To the Editor:
People with chronic myeloid leukaemia (CML) who stop tyrosine kinase inhibitors (TKIs) and are in therapy-free remission (TFR) can have minimal residual disease (MRD) [1]. One explanation is that anti-CML immune responses control CML clone growth [2]. This is controversial [3]. If true, too few leukaemia stem cells (LSCs) and their progeny may fail to stimulate immunity and too many may overwhelm it [4].
The A-bombings of 1945 generated two mysteries [5]. One is in Hiroshima radiation-induced CML occurred with expected latencies of 5–10 years in 2 of 6 females and in 9 of 10 males, but in 4 of 6 females, onsets were delayed and clustered from 1969 to 1974. The other is in Nagasaki survivors no cases of CML were observed in a dose cohort in which ~9 were expected (Fig. 1).
Why were 4 Hiroshima female radiation-induced cases delayed and why were their onsets clustered? Delays may have occurred because immunity is more likely to be induced in females who have stronger immune responses compared with males [6]. Clustering may have occurred because the 1968 Hong Kong flu pandemic entered Japan in 1969, the same year as the first delayed female Hiroshima CML onset case, and evolved into the H3N2 seasonal flu [7]. Put otherwise, we hypothesise that H3N2 exhausted anti-CML immunity in the A-bomb survivors and that this released latent neoplastic radiation-induced BCR::ABL1-positive cells and thus clustered delayed onset Hiroshima females [8]. A study of mice provides some support for this idea [9].
Why was immunity in Nagasaki so strong that onsets were delayed indefinitely in both sexes?
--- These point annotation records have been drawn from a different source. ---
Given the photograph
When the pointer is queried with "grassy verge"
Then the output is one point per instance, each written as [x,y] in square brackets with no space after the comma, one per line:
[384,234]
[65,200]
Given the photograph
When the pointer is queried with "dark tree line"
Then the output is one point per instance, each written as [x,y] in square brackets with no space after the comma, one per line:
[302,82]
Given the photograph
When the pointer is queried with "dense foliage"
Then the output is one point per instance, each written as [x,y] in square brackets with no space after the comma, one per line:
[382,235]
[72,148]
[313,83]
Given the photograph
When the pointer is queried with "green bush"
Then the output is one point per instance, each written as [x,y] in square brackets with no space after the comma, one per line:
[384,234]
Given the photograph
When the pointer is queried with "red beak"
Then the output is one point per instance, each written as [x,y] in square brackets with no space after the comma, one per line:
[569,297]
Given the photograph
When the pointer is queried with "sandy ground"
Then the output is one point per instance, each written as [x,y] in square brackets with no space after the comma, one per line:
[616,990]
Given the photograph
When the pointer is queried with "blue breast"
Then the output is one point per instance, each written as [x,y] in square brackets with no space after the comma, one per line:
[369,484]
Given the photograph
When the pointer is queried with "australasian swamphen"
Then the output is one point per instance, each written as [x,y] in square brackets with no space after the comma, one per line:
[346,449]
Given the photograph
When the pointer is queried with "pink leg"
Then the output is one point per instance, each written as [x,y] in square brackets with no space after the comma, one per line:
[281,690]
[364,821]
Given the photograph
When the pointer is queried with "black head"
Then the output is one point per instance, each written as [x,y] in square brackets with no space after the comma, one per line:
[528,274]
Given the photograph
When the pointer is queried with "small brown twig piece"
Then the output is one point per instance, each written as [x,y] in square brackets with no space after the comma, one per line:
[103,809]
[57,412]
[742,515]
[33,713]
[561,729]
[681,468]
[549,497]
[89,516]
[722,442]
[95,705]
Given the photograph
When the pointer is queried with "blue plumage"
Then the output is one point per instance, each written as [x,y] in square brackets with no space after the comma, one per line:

Hiroshima-Nagasaki city differences in CML (Fig. 1) may have occurred via endogenous HTLV-1 infection present in Nagasaki but not in Hiroshima [10]. This hypothesis has 3 contingencies: (1) CD4-positive cells expanded in numbers before the bombings because of endemic HTLV-1 infection and were the target of radiation-induced BCR::ABL1-positive non-neoplastic clones; (2) numbers of such cells were sufficiently high such that every adult exposed to >0.2 Sieverts (Sv) in Nagasaki developed ≥1 CD4-positive cell with a BCR::ABL1 translocation and consequently developed immunity to CML including CML unassociated with radiation exposure; and (3) relative to Hiroshima, CD4-positive cells were more effective in both sexes in Nagasaki because there they expressed not only BCR::ABL1 but also HTLV-1-infection-related genes. Put otherwise, we hypothesise CD4-positive T-cells delivered BCR::ABL1 immunogenic peptides to invoke immunity, HTLV-1 was an adjuvant that boosted anti-CML immunity, and CD4-positive, BCR::ABL1-positive clones were self-limiting by acting as auto-vaccines [8].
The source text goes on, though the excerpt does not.